Elizabeth Smither. Photo / Jane Dove Juneau
The Piano Girls
by Elizabeth Smither
(Quentin Wilson Publishing, $35)
Elizabeth Smither's contribution to the ecosystem of New Zealand literature is immense— award-winning poetry, six novels, six short story collections, as well as memoirs. Her new story collection, The Piano Girls, is dense with linked melodies and recurring motifs. Each story is
composed with the gentle touch and elegance of an assured writer.
The book is brimming with tales - 20 stories -and relationships, both familial and romantic. In the title story, three daughters commemorate their late mother by playing a piano recital on her birthday each year. The role of mother is further explored in the stories "Gravy" and "Toothpaste", and Smither worries at the burdens and intricacies of the maternal, exposing hard truths.
Fathers often show their face in Smither's stories only to dole out money.

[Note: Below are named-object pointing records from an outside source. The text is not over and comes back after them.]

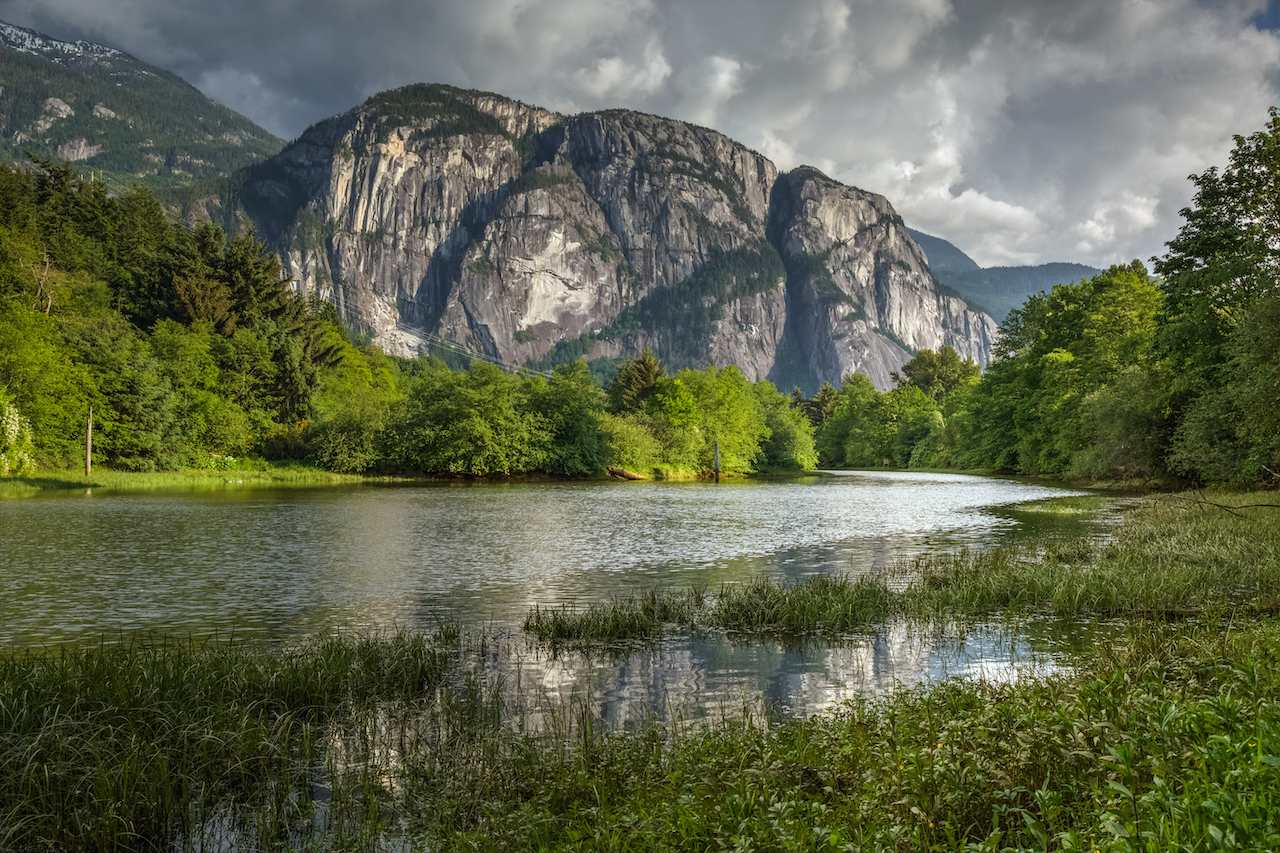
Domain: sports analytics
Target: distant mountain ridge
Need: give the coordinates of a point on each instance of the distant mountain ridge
(440, 219)
(996, 290)
(115, 115)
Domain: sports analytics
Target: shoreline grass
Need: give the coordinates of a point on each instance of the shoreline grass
(1170, 557)
(104, 478)
(1168, 738)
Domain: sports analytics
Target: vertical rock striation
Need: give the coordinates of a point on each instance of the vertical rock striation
(434, 217)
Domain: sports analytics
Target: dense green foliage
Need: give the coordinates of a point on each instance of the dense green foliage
(1123, 375)
(163, 131)
(188, 347)
(1162, 735)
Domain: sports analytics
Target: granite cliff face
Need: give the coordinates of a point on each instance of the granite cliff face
(438, 219)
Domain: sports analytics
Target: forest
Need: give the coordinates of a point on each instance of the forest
(191, 351)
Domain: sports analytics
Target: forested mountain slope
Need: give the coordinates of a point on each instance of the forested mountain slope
(437, 219)
(115, 115)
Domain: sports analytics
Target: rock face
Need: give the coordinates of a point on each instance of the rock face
(438, 219)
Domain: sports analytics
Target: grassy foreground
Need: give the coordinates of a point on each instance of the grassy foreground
(1173, 557)
(1168, 739)
(104, 478)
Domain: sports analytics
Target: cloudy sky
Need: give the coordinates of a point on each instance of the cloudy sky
(1023, 131)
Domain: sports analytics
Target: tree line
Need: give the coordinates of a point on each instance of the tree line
(193, 351)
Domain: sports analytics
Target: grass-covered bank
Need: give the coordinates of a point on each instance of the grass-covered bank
(1166, 740)
(1174, 556)
(265, 474)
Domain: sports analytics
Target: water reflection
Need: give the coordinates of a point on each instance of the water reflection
(288, 562)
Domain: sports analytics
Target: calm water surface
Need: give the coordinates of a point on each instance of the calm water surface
(289, 562)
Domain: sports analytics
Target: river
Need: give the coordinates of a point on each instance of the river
(277, 564)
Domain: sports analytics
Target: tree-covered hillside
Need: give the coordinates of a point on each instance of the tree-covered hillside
(1121, 375)
(996, 290)
(115, 115)
(191, 351)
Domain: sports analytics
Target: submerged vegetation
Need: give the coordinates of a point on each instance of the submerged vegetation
(1166, 738)
(1123, 377)
(187, 350)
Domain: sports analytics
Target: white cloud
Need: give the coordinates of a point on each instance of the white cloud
(1019, 131)
(615, 77)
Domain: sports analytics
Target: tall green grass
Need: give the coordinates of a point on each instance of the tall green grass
(641, 617)
(1168, 740)
(104, 478)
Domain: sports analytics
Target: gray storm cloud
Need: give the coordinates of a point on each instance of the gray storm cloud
(1023, 132)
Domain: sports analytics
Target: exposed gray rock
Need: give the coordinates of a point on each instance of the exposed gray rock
(435, 217)
(51, 110)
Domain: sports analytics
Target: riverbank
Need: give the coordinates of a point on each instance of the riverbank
(1166, 738)
(104, 478)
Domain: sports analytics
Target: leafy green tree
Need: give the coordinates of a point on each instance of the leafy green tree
(790, 443)
(467, 423)
(16, 442)
(727, 414)
(45, 382)
(571, 405)
(1221, 277)
(135, 405)
(858, 396)
(937, 374)
(636, 381)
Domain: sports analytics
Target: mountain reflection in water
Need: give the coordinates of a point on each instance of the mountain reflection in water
(279, 564)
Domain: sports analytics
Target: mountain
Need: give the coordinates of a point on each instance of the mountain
(438, 219)
(996, 290)
(115, 115)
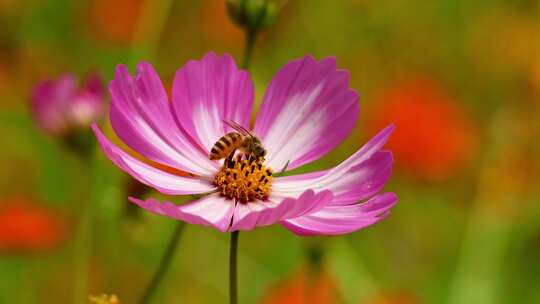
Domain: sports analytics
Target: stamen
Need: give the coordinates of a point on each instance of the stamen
(244, 179)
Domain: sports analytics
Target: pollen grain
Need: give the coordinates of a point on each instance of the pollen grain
(244, 179)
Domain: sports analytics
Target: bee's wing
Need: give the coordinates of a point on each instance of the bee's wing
(236, 126)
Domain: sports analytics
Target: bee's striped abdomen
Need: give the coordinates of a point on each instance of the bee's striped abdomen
(225, 145)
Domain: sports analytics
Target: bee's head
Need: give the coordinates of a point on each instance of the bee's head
(259, 151)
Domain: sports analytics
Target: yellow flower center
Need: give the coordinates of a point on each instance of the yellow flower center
(243, 179)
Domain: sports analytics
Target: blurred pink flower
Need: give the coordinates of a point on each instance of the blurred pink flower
(60, 106)
(307, 111)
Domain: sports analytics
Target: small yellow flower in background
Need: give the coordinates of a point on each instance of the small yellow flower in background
(104, 299)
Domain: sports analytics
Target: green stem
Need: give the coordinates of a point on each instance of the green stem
(163, 264)
(233, 276)
(251, 35)
(83, 234)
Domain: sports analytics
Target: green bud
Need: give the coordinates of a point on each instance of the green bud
(254, 14)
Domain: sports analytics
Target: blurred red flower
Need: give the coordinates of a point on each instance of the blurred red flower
(303, 287)
(114, 21)
(26, 226)
(434, 137)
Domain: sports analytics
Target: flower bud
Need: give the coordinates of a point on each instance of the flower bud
(254, 14)
(60, 106)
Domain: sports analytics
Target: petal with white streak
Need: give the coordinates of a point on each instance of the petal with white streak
(212, 210)
(141, 116)
(307, 110)
(208, 92)
(249, 215)
(160, 180)
(335, 220)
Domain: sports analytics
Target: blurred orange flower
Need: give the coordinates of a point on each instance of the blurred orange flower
(114, 21)
(26, 226)
(434, 137)
(303, 287)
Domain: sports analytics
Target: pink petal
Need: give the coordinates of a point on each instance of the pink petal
(334, 220)
(207, 92)
(263, 213)
(211, 210)
(307, 110)
(141, 116)
(359, 177)
(160, 180)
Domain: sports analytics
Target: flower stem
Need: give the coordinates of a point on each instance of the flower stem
(163, 264)
(233, 277)
(251, 34)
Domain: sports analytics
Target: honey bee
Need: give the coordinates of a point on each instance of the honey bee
(241, 139)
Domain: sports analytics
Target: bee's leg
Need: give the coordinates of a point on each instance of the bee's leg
(283, 169)
(229, 158)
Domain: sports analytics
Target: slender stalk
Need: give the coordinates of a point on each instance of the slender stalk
(233, 276)
(251, 34)
(164, 264)
(83, 233)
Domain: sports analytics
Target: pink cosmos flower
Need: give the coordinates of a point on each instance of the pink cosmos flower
(60, 106)
(308, 109)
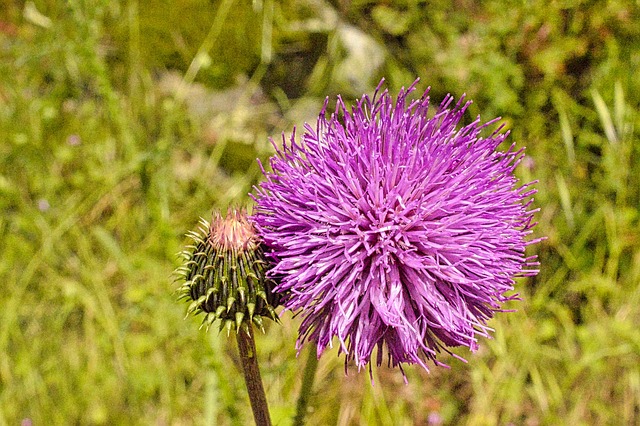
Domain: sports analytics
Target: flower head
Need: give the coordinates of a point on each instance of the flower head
(394, 230)
(225, 273)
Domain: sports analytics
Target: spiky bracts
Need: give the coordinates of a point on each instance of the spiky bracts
(225, 273)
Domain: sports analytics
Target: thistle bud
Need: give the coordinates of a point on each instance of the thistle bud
(225, 274)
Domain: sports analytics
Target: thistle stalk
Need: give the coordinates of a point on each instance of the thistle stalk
(252, 378)
(225, 279)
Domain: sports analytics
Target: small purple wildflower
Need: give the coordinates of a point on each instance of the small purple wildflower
(394, 230)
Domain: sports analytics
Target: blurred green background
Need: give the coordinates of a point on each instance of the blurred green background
(122, 122)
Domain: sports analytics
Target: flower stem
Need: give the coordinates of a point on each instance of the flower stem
(257, 397)
(307, 386)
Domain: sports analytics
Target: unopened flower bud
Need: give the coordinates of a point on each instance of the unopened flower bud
(225, 273)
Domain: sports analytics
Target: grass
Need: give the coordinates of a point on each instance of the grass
(123, 122)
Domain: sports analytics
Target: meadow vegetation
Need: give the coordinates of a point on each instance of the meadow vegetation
(123, 122)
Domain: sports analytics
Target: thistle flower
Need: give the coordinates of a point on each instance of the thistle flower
(225, 273)
(389, 229)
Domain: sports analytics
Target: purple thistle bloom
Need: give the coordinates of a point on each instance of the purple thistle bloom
(394, 230)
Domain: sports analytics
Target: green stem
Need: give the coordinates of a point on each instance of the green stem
(307, 386)
(257, 397)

In both "Money" and "The Hotel", fathers give loans along with unwelcome advice, although one character finds the lesson learned from her father - "A fool and his money are soon parted" - continues to influence her long after his death.
In "The Hotel", Rosie is taken by her boyfriend to a sumptuous and expensive lodge near the mountains. She's wined and dined and although she's aware something significant will occur on the trip, she understands it'll only happen on a timeline of his choosing. At no point in the story does Rosie have autonomy over her destiny — and when the blow is dealt, it's done with Smither's classic pianissimo gentleness. Love, as Amy Winehouse once sang, is sometimes a losing game.